In population terms, cropland amounts to a global average of 0.25 ha per person.
To satisfy the growing demand for food between 2000 and 2030, production of food crops in developing countries is projected to increase by 67%. At the same time, a continuing rise in productivity should make it possible to restrain the increase in water use for agriculture to about 14%.
Producing food requires from 2,000 to 5,000 litres/person/day, depending on diet and climate differences and the efficiency of local food production systems.
Most of the water used to produce food or other crops comes from rain that is stored in the soil (so-called green water), where it is captured by crop roots. Irrigation is practised in places and times where rainwater is insufficient for adequately supplying water to crops.

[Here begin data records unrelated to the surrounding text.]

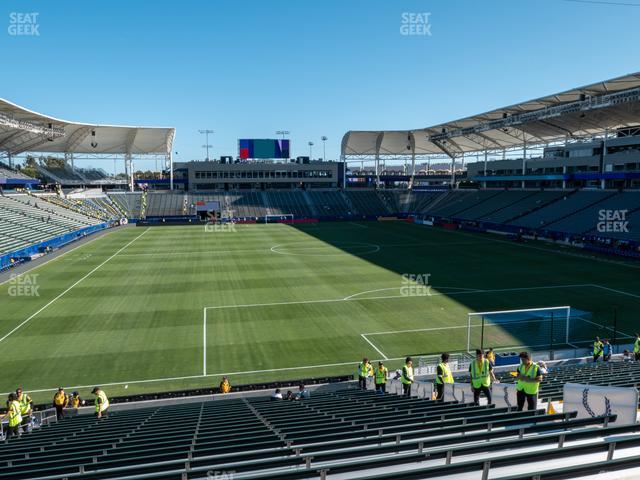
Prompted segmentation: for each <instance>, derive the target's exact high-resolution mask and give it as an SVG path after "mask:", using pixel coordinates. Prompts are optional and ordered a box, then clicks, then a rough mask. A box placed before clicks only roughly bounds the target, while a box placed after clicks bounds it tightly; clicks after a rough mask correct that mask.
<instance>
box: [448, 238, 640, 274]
mask: <svg viewBox="0 0 640 480" xmlns="http://www.w3.org/2000/svg"><path fill="white" fill-rule="evenodd" d="M439 231H442V232H448V233H455V234H459V235H464V236H466V237H470V238H475V234H472V233H468V232H463V231H459V230H445V229H440V230H439ZM485 240H486V241H489V242H495V243H504V244H507V245H515V246H519V247H521V248H528V249H531V250H539V251H541V252H547V253H556V254H558V255H565V256H568V257H576V258H582V259H584V260H593V261H595V262H603V263H610V264H612V265H620V266H622V267H629V268H640V266H638V265H633V264H631V263H625V262H621V261H616V260H609V259H607V258H600V257H596V256H590V255H586V254H581V253H577V252H563V251H561V250H553V249H551V248H542V247H536V246H535V245H523V244H521V243H515V242H511V241H508V240H499V239H497V238H489V237H485ZM447 245H449V244H447ZM549 245H550V246H553V244H549ZM568 248H573V247H568Z"/></svg>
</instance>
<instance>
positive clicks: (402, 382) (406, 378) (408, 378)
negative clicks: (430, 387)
mask: <svg viewBox="0 0 640 480" xmlns="http://www.w3.org/2000/svg"><path fill="white" fill-rule="evenodd" d="M400 381H401V382H402V383H404V384H405V385H411V384H412V383H413V367H409V366H407V365H405V366H404V367H402V376H401V377H400Z"/></svg>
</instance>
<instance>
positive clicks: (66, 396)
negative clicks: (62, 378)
mask: <svg viewBox="0 0 640 480" xmlns="http://www.w3.org/2000/svg"><path fill="white" fill-rule="evenodd" d="M53 403H54V404H56V405H57V406H59V407H64V406H65V404H66V403H67V396H66V395H65V394H64V393H56V394H55V395H54V396H53Z"/></svg>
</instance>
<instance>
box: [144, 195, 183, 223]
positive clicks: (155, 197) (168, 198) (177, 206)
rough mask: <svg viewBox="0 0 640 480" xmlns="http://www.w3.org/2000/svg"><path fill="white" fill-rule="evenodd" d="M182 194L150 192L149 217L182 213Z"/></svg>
mask: <svg viewBox="0 0 640 480" xmlns="http://www.w3.org/2000/svg"><path fill="white" fill-rule="evenodd" d="M183 198H184V196H183V195H182V194H176V193H169V192H161V193H149V195H148V202H149V203H148V206H147V217H169V216H176V215H182V203H183Z"/></svg>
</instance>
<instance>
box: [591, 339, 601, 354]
mask: <svg viewBox="0 0 640 480" xmlns="http://www.w3.org/2000/svg"><path fill="white" fill-rule="evenodd" d="M602 345H603V343H602V342H593V354H594V355H600V354H601V353H602Z"/></svg>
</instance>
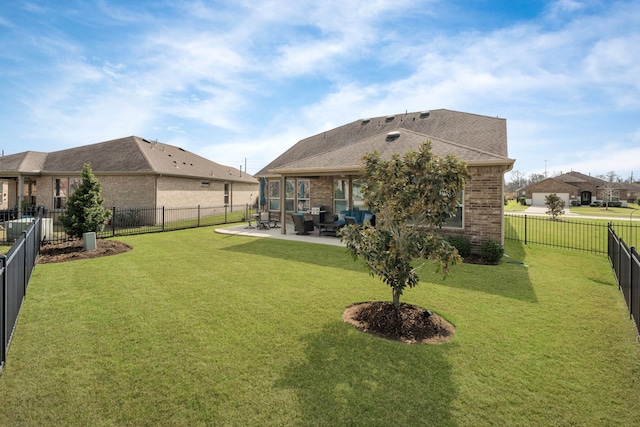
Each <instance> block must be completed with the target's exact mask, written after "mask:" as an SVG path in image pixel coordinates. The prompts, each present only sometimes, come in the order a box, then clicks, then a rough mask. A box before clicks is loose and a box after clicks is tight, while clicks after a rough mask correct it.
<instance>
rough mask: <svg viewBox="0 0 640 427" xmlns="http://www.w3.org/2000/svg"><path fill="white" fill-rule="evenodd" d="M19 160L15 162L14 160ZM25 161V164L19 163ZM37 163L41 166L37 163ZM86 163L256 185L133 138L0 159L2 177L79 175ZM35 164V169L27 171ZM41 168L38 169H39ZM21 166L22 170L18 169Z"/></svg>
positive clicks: (181, 175)
mask: <svg viewBox="0 0 640 427" xmlns="http://www.w3.org/2000/svg"><path fill="white" fill-rule="evenodd" d="M14 157H15V158H14ZM18 158H21V159H22V160H21V161H18ZM36 160H37V162H36ZM85 163H89V164H90V165H91V169H92V170H93V172H94V173H96V174H117V175H132V174H146V175H148V174H152V175H165V176H177V177H184V178H203V179H216V180H225V181H245V182H256V181H257V180H256V178H254V177H253V176H251V175H249V174H247V173H244V172H243V173H242V174H241V172H240V170H238V169H235V168H231V167H228V166H224V165H221V164H219V163H215V162H212V161H210V160H207V159H205V158H204V157H200V156H198V155H196V154H193V153H191V152H189V151H186V150H183V149H182V148H179V147H175V146H173V145H168V144H163V143H160V142H156V141H150V140H147V139H143V138H139V137H137V136H129V137H126V138H120V139H114V140H111V141H105V142H100V143H97V144H90V145H84V146H81V147H75V148H69V149H67V150H61V151H55V152H52V153H48V154H47V153H34V152H26V153H19V154H14V155H11V156H5V157H0V174H3V173H5V174H6V173H7V172H10V171H12V170H13V171H18V172H20V173H25V172H31V171H33V172H36V171H37V172H38V173H39V174H47V175H51V174H64V175H68V174H77V173H79V172H80V171H81V170H82V167H83V166H84V164H85ZM25 164H33V165H34V169H29V168H26V167H25ZM36 164H37V166H38V167H35V165H36ZM18 165H19V166H18Z"/></svg>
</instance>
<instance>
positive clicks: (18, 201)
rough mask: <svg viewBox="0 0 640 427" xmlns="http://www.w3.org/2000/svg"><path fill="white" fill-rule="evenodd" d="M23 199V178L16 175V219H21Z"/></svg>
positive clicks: (21, 215) (20, 176)
mask: <svg viewBox="0 0 640 427" xmlns="http://www.w3.org/2000/svg"><path fill="white" fill-rule="evenodd" d="M23 199H24V177H23V176H22V174H20V175H18V201H17V204H18V219H21V218H22V200H23Z"/></svg>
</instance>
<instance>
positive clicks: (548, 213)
mask: <svg viewBox="0 0 640 427" xmlns="http://www.w3.org/2000/svg"><path fill="white" fill-rule="evenodd" d="M544 204H545V205H546V206H547V215H551V218H552V219H554V220H555V219H557V218H558V216H560V215H563V214H564V205H565V203H564V200H562V199H561V198H560V197H558V195H557V194H555V193H553V194H548V195H546V196H545V197H544Z"/></svg>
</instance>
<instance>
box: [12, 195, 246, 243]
mask: <svg viewBox="0 0 640 427" xmlns="http://www.w3.org/2000/svg"><path fill="white" fill-rule="evenodd" d="M110 210H111V213H112V215H111V219H110V220H109V221H108V223H107V224H105V227H104V229H103V230H102V231H100V232H98V233H97V237H98V238H106V237H115V236H127V235H134V234H145V233H157V232H162V231H172V230H181V229H186V228H195V227H205V226H211V225H218V224H228V223H233V222H239V221H244V220H246V219H248V218H251V217H252V215H253V214H254V213H256V208H255V207H254V206H251V205H239V206H229V205H227V206H208V207H207V206H195V207H186V208H165V207H160V208H118V207H112V208H110ZM63 213H64V210H51V211H47V212H44V213H41V215H42V222H41V228H42V230H41V232H42V241H43V242H44V243H61V242H64V241H66V240H69V236H67V234H66V233H65V231H64V228H63V227H62V224H61V223H60V215H62V214H63ZM31 221H32V218H31V217H30V216H29V215H26V216H23V215H20V213H19V212H16V214H15V215H14V216H12V218H11V219H6V221H3V222H2V223H1V224H2V225H3V230H0V244H5V245H9V244H12V243H13V242H14V241H15V240H16V239H17V237H18V236H20V234H21V232H22V230H24V229H26V228H27V227H28V226H29V224H30V223H31Z"/></svg>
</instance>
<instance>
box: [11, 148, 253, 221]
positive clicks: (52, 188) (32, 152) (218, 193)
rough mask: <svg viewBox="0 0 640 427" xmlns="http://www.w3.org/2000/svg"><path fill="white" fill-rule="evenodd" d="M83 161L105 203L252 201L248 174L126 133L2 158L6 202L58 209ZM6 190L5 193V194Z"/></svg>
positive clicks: (167, 207)
mask: <svg viewBox="0 0 640 427" xmlns="http://www.w3.org/2000/svg"><path fill="white" fill-rule="evenodd" d="M85 163H89V164H90V165H91V169H92V170H93V173H94V175H95V176H96V177H97V178H98V180H99V182H100V184H101V185H102V196H103V197H104V199H105V202H104V205H105V207H107V208H110V207H120V208H157V207H166V208H180V207H196V206H199V205H200V206H203V207H205V206H206V207H211V206H223V205H227V206H229V209H233V207H234V206H236V207H237V208H240V207H244V206H245V205H246V204H247V203H249V204H253V202H254V201H255V197H257V195H258V193H259V183H258V181H257V180H256V179H255V178H254V177H253V176H251V175H248V174H246V173H245V172H242V171H240V170H238V169H235V168H231V167H228V166H223V165H221V164H218V163H215V162H212V161H210V160H207V159H205V158H203V157H200V156H198V155H196V154H193V153H190V152H188V151H185V150H183V149H182V148H179V147H175V146H172V145H168V144H163V143H159V142H157V141H150V140H147V139H143V138H139V137H136V136H130V137H126V138H121V139H115V140H112V141H106V142H100V143H97V144H91V145H85V146H82V147H76V148H70V149H67V150H62V151H55V152H52V153H40V152H33V151H27V152H23V153H18V154H12V155H8V156H2V157H0V180H1V181H2V182H3V185H2V188H3V197H5V198H6V203H5V206H7V207H8V208H10V209H12V208H14V207H16V206H18V207H19V206H20V202H21V201H23V200H24V201H25V202H26V203H28V204H32V205H37V206H43V207H44V208H45V209H48V210H50V209H62V208H64V207H65V205H66V203H67V200H68V197H69V196H70V195H71V193H72V192H73V191H74V190H75V189H76V188H77V186H78V185H79V184H80V182H81V172H82V168H83V166H84V164H85ZM5 194H6V196H5Z"/></svg>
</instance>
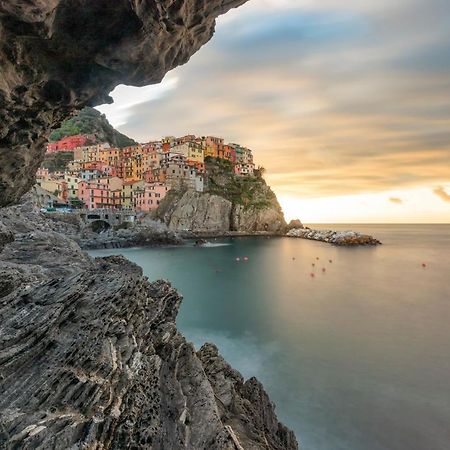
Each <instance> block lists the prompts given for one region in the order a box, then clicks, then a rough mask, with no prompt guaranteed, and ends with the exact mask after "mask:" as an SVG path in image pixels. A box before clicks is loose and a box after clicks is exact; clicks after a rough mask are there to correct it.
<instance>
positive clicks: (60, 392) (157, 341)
mask: <svg viewBox="0 0 450 450" xmlns="http://www.w3.org/2000/svg"><path fill="white" fill-rule="evenodd" d="M0 267H1V272H0V275H1V277H0V279H1V282H0V292H1V295H0V319H1V320H0V392H1V393H2V395H1V396H0V448H5V449H8V450H9V449H21V450H22V449H23V450H28V449H30V450H31V449H33V450H34V449H48V448H54V449H81V448H98V449H100V448H101V449H117V450H118V449H125V448H136V449H171V450H176V449H180V450H181V449H190V450H202V449H204V450H214V449H216V450H233V449H235V445H234V443H233V440H232V437H231V434H230V431H229V429H228V428H227V427H226V426H227V425H231V426H232V429H233V434H234V435H235V436H237V439H238V440H239V442H241V443H242V446H243V448H246V449H267V448H269V449H281V448H283V449H286V450H291V449H296V448H297V444H296V441H295V438H294V437H293V435H292V433H291V432H289V431H287V430H286V429H285V428H284V427H283V426H282V425H280V424H279V423H278V421H277V419H276V416H275V413H274V411H273V407H272V405H271V403H270V401H269V400H268V398H267V395H266V394H265V392H264V390H263V389H262V387H261V385H260V384H259V383H257V382H256V381H255V380H250V381H248V382H245V383H244V381H243V379H242V377H241V376H240V375H239V374H238V373H237V372H236V371H233V370H232V369H231V368H230V367H229V366H228V365H227V364H226V363H225V362H224V361H223V359H221V358H220V356H219V355H218V353H217V350H216V349H215V348H214V347H212V346H206V347H204V348H203V349H202V350H200V352H198V353H196V352H195V349H194V348H193V346H192V345H191V344H189V343H187V342H186V341H185V339H184V338H183V337H182V336H181V335H180V333H179V332H178V331H177V328H176V324H175V319H176V315H177V312H178V308H179V305H180V302H181V296H180V295H179V294H178V293H177V292H176V291H175V290H174V289H173V288H172V287H171V286H170V284H169V283H167V282H165V281H157V282H154V283H150V282H149V281H147V279H146V278H144V277H142V275H141V274H142V271H141V269H140V268H139V267H138V266H136V265H135V264H132V263H130V262H129V261H127V260H126V259H125V258H123V257H118V256H115V257H109V258H99V259H96V260H92V259H91V258H89V257H88V256H87V255H86V254H85V253H83V252H82V251H81V250H80V249H79V247H78V246H77V245H76V244H75V243H74V242H73V241H72V240H70V239H69V238H67V237H64V236H62V235H59V234H57V233H54V232H47V233H44V232H35V233H26V234H20V233H17V234H16V235H15V239H14V241H13V242H11V243H9V244H7V245H6V246H5V247H4V249H3V251H2V252H1V253H0ZM208 349H209V350H208ZM211 349H213V350H211ZM218 370H220V371H221V373H220V374H219V372H218ZM219 381H220V382H219ZM221 386H226V388H221ZM227 389H228V391H227Z"/></svg>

Globally, rainfall provides about 90% of the water used by crops. Although it covers only 10% of the water used in agriculture, irrigation claims 70% of all the freshwater (so-called blue water) used for human consumption.
In 2030, irrigated agriculture in 93 developing countries would account for over 70% of the projected increase in cereal production. In these countries, the area equipped for irrigation is expected to expand by 20% (40 million ha) between 1998 and 2030.
Thanks to increased cropping intensity, the area of harvested crops in irrigation is expected to increase by 34% by 2030. In the same period, the amount of freshwater that will be appropriated for irrigation is expected to grow by about 14% to 2,420 km3 in 2030.
In the global debate about increasing water scarcity, agriculture is often associated with the image of inefficient, wasteful water use. This image is conveyed by poor performance in terms of ‘water use efficiency,’ a term that was defined as the ratio between the irrigation water absorbed by the plants and the amount of water actually withdrawn from its source for the purpose of irrigation. FAO has estimated that overall water use efficiency in irrigation ranges around 38% in developing countries and has projected only a minor increase in overall water use efficiency in the forthcoming decades.